Neue Bildungsmaterialien zum Thema „Koloniales und rassistisches Denken und Handeln im Nationalsozialismus“

Dennis Röder (l.), Aischa Ahmed (2.v.l.) und Gottfried Kößler (r.) im Gespräch mit Susann Lewerenz und Philipp Bernhard bei der öffentlichen Präsentation der Bildungsmaterialien am 22. Mai 2018. Foto: Iris Groschek, KZ-Gedenkstätte Neuengamme (ÖA), 2018
Die Sonderausstellung "Verflechtungen" wurde erstmals anlässlich der Langen Nacht der Museen im April 2018 gezeigt. Foto: Iris Groschek, KZ-Gedenkstätte Neuengamme (ÖA), 2018
Die Afrodeutsche Thea Leyseck wird in den Materialien vorgestellt. Sie gab sich 1937 als „Deutsch-Südwest-Afrikanerin“ aus, um sich gegen den zunehmenden Rassismus im nationalsozialistischen Deutschland zu behaupten. Quelle: Zirkusarchiv Winkler

Am 22. Mai 2018 wurden in der Staats- und Universitätsbibliothek Hamburg neue verflechtungsgeschichtliche Bildungsmaterialien der Öffentlichkeit vorgestellt. Die Online-Materialien sind kostenfrei abrufbar und eignen sich für die schulische und außerschulische historisch-politische Bildungsarbeit mit Zielgruppen ab 16 Jahren.

Mit dem Schwerpunkt auf Diskriminierungs- und Verfolgungserfahrungen sowie Handlungsspielräume von People of Color zeigen die Materialien Verflechtungen zwischen kolonialem und rassistischem Denken und Handeln im Nationalsozialismus. Dabei beleuchten sie exemplarisch Ähnlichkeiten und Unterschiede zwischen kolonialen Rassismen und anderen Ungleichwertigkeitsideologien, namentlich Antisemitismus, Antiziganismus und Antislawismus. Unter anderem wird nach der Bedeutung und dem Verhältnis von Kolonialrassismus, Antisemitismus und Antislawismus in der nationalsozialistischen Kriegsführung gefragt. Die Materialien verknüpfen auf diese Weise die bis heute weitgehend voneinander getrennten Geschichtsnarrative zu Kolonialismus und Nationalsozialismus. Die Geschichte des Nationalsozialismus wird so in einen transnationalen und globalgeschichtlichen Kontext eingebettet. Die Materialien wollen zu einer rassismuskritischen Sensibilisierung beitragen und Anstöße für eine multiperspektivische und inklusive Erinnerungskultur geben.
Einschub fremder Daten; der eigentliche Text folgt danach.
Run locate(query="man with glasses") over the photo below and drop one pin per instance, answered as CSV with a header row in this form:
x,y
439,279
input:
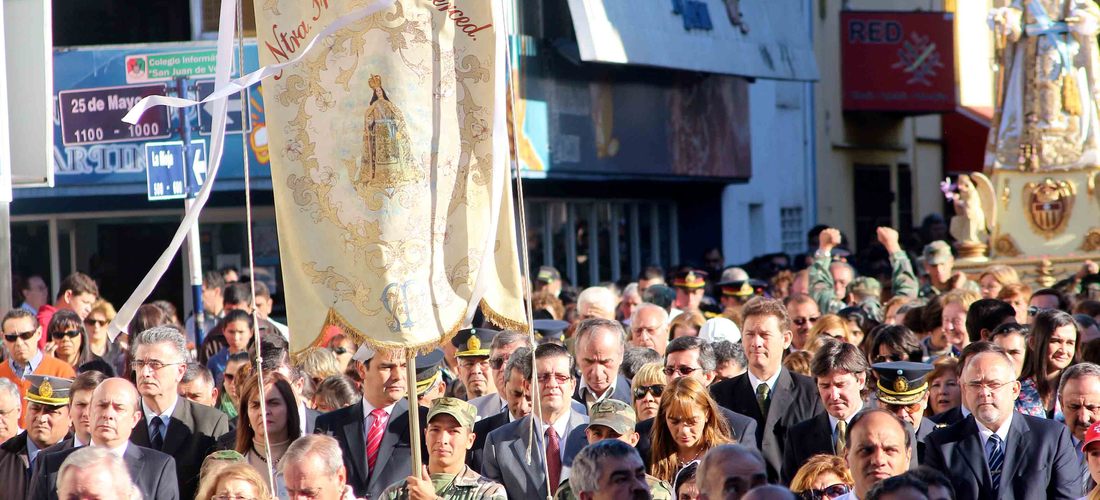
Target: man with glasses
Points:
x,y
903,391
47,423
503,344
21,335
804,312
998,453
840,371
649,328
505,453
472,352
768,392
172,424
Erarbeitet wurden die Materialien im Rahmen eines seit März 2016 von der Stiftung „Erinnerung, Verantwortung und Zukunft“ geförderten Kooperationsprojekts der KZ-Gedenkstätte Neuengamme, der Universität Augsburg und der Universität Hamburg. Die Projektleitung lag bei Dr. Oliver von Wrochem (KZ-Gedenkstätte Neuengamme), KooperationspartnerInnen waren Prof. Dr. Susanne Popp (Universität Augsburg, Lehrstuhl für Didaktik der Geschichte) und Prof. Dr. Jürgen Zimmerer (Universität Hamburg, Forschungsstelle „Hamburgs (post-)koloniales Erbe“). Die Projektkoordination lag bei Dr. Susann Lewerenz (KZ-Gedenkstätte Neuengamme), erarbeitet wurden die Materialien von Frau Lewerenz und Philipp Bernhard (Universität Augsburg).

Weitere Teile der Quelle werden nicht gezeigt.